The Boston Red Sox were still cursed. Tweets were still bird noises. And Greece was prepping to host the Summer Olympics, not the scourge of the global economy. Such was life in May of 2004, which, until today, marked the last time Roger Federer failed to reach the semifinals of a Grand Slam tennis tournament.
One of the more remarkable, and underappreciated, sports streaks ended in Paris, as Robin Soderling of Sweden eliminated Federer from this year’s French Open, 3-6, 6-3, 7-5, 6-4, in a quarterfinal match marred by rain. The lanky, strong-serving Swede is developing into quite the upset specialist – last year, he ended Rafael Nadal’s streak of four consecutive French titles by knocking him out of the fourth round.
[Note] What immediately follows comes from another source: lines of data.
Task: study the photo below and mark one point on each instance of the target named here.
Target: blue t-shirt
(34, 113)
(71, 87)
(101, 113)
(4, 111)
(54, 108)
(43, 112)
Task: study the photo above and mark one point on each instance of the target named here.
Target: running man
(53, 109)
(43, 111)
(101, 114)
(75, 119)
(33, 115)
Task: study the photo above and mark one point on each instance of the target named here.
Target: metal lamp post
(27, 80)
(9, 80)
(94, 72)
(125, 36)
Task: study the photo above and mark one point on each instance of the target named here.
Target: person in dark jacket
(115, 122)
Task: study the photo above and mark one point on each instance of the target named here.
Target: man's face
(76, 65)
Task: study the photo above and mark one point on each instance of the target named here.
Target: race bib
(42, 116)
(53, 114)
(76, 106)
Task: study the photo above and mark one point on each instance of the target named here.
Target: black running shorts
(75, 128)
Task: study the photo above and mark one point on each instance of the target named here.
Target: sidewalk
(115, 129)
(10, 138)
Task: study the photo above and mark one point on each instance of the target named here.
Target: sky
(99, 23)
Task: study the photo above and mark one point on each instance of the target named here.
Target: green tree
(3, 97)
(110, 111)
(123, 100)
Soderling and Nadal, who has yet to drop a set at this year’s French, are now on a path to stage a rematch in the finals; with Federer’s loss, Nadal will also reclaim his number one world ranking.
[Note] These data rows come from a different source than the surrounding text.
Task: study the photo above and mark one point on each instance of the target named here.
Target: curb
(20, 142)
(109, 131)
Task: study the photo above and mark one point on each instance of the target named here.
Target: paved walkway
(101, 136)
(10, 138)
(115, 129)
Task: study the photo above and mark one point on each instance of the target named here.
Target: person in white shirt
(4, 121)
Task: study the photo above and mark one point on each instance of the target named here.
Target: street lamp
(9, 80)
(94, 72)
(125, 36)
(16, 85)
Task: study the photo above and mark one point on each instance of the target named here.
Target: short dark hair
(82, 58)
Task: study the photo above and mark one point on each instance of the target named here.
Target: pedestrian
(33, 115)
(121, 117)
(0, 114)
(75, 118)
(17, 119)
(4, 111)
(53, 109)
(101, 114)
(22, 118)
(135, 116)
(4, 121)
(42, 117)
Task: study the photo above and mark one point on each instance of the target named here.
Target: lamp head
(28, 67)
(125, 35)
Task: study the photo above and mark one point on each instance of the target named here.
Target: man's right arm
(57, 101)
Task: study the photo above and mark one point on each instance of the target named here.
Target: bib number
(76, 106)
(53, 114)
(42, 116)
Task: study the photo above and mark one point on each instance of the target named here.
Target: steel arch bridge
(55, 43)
It’s fitting that Federer’s 23-tournament streak ended at the French, his weakest Grand Slam (he won his first and only title last year, beating Soderling in the Final). If Federer’s game has anything close to a weakness, it’s his consistency on clay. An era will truly end when Federer fails to reach the semis at Wimbledon, a tournament he can probably win while changing the diapers of his twin daughters, or on the hard courts of New York or Melbourne.
Still, a Grand Slam semi without Federer is surely going to feel weird. And it’s sure to remind sports fans that, amidst all the grousing about Federer’s lack of charisma, we probably should have savored his ungodly talent a bit more.